I was living in Central NJ and teaching a computer class that day in Northern NJ. I was listening to NPR (WNYC) on the way to class. At 8:47 the host announced that a “small plane” had crashed into the WTC. Seconds later there was only static. WNYC’s transmitter was on the roof of WTC1. As I continued to class, more news rolled in.
I arrived a couple of minutes late. My students were already there and of course were watching events unfold on the internet. At 9:03 the second plane hit. One student turned to another and said “how much are we in for?”. They were all from the insurance company that insured the towers. The company would later fight the owners in court.
I tried to teach the class, but I and the students were too distracted. At around 10 I called the class off and sent them home. One student objected, not understanding what the big deal was. A week later, the training company that hired me asked me to teach the class over. For free. I declined and never worked for them again.
On my way home, I knew when I crested a certain hill the top quarter of the towers should be visible. Gone. Nothing but smoke.
My running route in NJ took me along the waterfront with a view of the towers. A week later I could still see, and smell. Just before 9/11 I had fallen from my bike and had stitches in my lip. To my embarrassment, everyone I passed running assumed I was a survivor and nodded gravely.
One true survivor was our neighbor who was told to stay in place. He had survived the attack in 1993, so decided to ignore that order. There was no exit to the stairwell on his floor. He took a couple of coworkers, went up a floor and broke through sheetrock to a room with stairwell access. Everyone else from his office perished. Another neighbor lost a brother and has a wild drunken 9/11 party ever year. Another lost a husband she may not have cared for too much. She lived the high life on the payout.

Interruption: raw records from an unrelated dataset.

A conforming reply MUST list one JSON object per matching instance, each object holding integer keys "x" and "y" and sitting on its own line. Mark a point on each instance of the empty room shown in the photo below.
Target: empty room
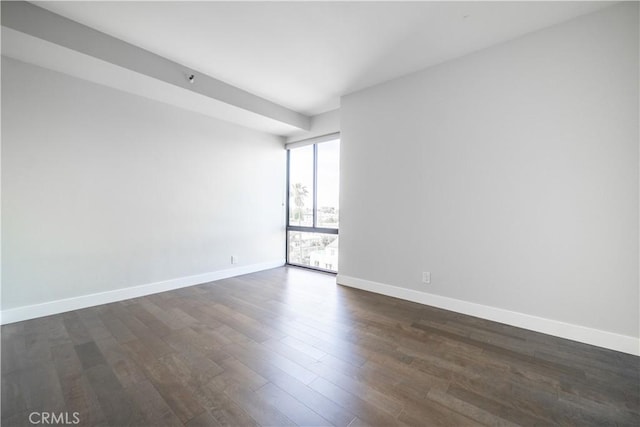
{"x": 309, "y": 213}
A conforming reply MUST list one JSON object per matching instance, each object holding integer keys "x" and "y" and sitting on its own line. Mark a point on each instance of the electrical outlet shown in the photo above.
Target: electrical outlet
{"x": 426, "y": 277}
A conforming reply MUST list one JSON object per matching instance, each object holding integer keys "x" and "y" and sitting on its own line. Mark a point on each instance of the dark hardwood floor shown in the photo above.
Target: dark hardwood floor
{"x": 289, "y": 347}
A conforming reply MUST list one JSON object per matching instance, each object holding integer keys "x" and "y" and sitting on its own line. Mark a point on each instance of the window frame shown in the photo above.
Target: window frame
{"x": 305, "y": 228}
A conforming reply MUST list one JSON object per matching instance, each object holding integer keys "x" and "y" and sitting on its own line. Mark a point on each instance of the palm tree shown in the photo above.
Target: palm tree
{"x": 300, "y": 193}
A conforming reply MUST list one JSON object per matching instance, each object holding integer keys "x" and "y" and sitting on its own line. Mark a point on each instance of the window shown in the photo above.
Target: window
{"x": 313, "y": 205}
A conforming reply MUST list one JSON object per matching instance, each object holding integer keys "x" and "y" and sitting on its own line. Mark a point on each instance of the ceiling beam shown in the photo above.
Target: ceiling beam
{"x": 42, "y": 24}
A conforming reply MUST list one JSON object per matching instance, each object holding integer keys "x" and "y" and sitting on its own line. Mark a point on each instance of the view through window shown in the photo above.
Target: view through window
{"x": 313, "y": 217}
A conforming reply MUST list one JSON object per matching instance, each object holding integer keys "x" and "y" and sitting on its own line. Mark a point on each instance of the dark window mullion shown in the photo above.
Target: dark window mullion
{"x": 315, "y": 185}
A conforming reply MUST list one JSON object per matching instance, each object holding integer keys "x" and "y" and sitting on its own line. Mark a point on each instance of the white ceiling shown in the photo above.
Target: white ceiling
{"x": 305, "y": 55}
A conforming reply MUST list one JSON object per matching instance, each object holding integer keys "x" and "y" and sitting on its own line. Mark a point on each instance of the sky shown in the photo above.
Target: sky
{"x": 301, "y": 164}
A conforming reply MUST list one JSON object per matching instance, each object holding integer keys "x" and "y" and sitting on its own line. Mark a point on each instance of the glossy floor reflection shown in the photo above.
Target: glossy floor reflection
{"x": 290, "y": 347}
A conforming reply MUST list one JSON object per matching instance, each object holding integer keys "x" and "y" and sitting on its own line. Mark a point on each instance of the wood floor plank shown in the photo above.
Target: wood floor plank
{"x": 288, "y": 347}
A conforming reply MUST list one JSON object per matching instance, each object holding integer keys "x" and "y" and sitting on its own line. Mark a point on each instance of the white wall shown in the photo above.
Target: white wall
{"x": 510, "y": 174}
{"x": 103, "y": 190}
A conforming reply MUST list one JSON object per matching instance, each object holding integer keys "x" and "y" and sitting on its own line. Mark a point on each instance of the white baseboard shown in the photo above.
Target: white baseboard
{"x": 27, "y": 312}
{"x": 610, "y": 340}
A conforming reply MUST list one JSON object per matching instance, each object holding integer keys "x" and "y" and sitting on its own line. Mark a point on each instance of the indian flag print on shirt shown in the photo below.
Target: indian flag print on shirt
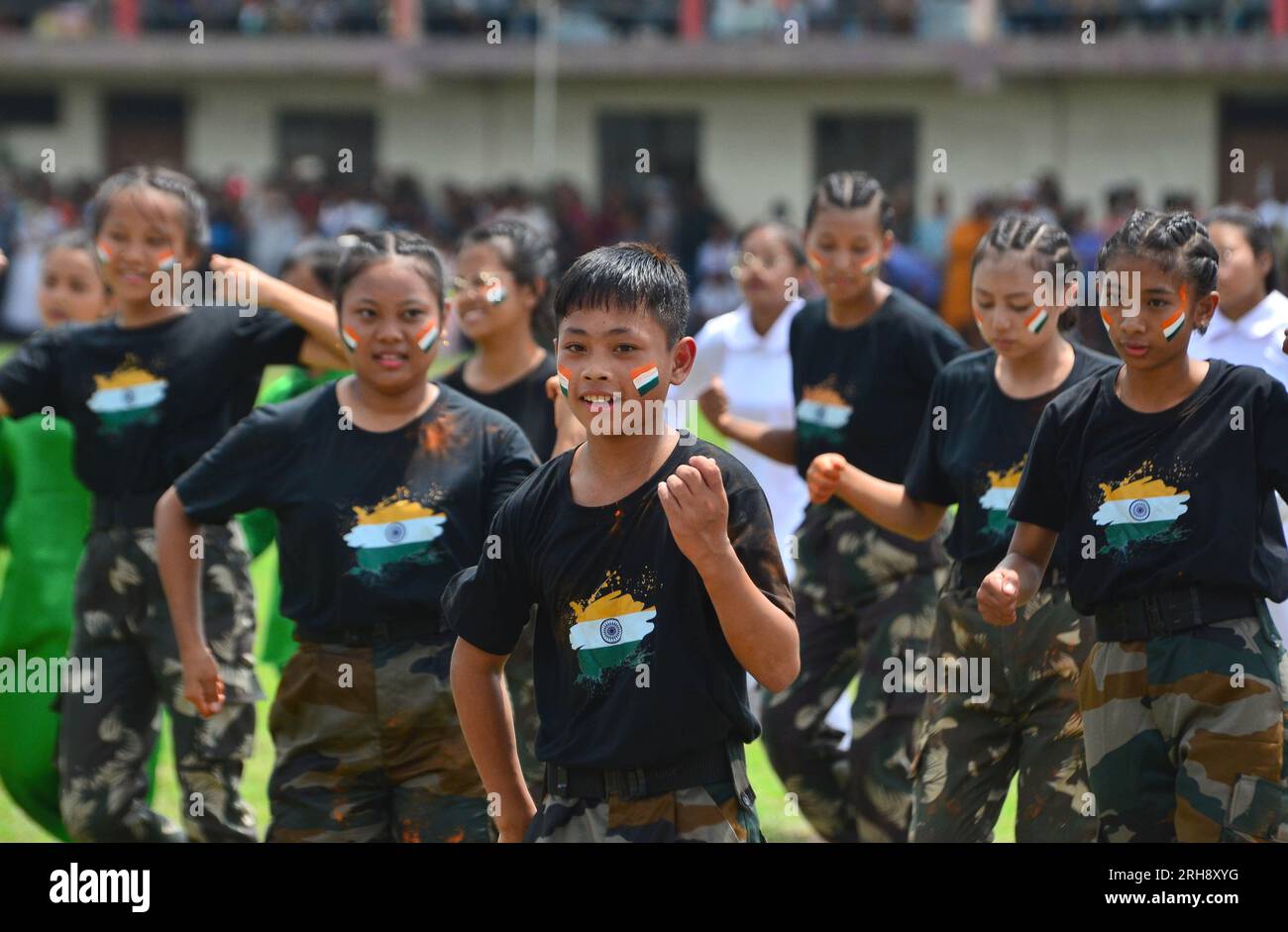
{"x": 822, "y": 412}
{"x": 130, "y": 395}
{"x": 644, "y": 378}
{"x": 608, "y": 632}
{"x": 395, "y": 531}
{"x": 997, "y": 501}
{"x": 1137, "y": 510}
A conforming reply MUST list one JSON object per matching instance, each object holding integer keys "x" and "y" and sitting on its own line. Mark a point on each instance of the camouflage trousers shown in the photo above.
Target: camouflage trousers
{"x": 370, "y": 750}
{"x": 709, "y": 812}
{"x": 971, "y": 743}
{"x": 103, "y": 748}
{"x": 862, "y": 596}
{"x": 1185, "y": 734}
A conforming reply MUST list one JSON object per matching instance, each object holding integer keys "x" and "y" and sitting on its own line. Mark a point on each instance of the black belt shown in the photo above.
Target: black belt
{"x": 132, "y": 510}
{"x": 370, "y": 635}
{"x": 1166, "y": 613}
{"x": 967, "y": 574}
{"x": 721, "y": 764}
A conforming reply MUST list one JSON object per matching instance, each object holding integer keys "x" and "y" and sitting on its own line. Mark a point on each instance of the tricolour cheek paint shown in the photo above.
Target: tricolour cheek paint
{"x": 428, "y": 338}
{"x": 644, "y": 377}
{"x": 1172, "y": 326}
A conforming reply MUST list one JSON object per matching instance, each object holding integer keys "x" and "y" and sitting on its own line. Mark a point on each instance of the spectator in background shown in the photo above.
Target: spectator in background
{"x": 930, "y": 235}
{"x": 956, "y": 304}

There were victims, there were heroes, there were jerks. And there were those who took advantage of the crisis to push their agenda. They will do it again.
2 thoughts on “9/11”
Hi John: I’m so glad you walked out and never worked for that company again. You were close to it and able to see it happen in your own neighborhood, on your bike route and to people you know. It was a time of waking up it seems. In DC I remember how quiet everyone was. There were no words, even at the check out lines, and walking down the street. Things changed.
Yes, the quiet was uncanny, that first day. Driving home the usually aggressive NJ drivers were unnervingly polite. I had flashbacks to that day during the first days of Covid.
Thanks for reading Jean!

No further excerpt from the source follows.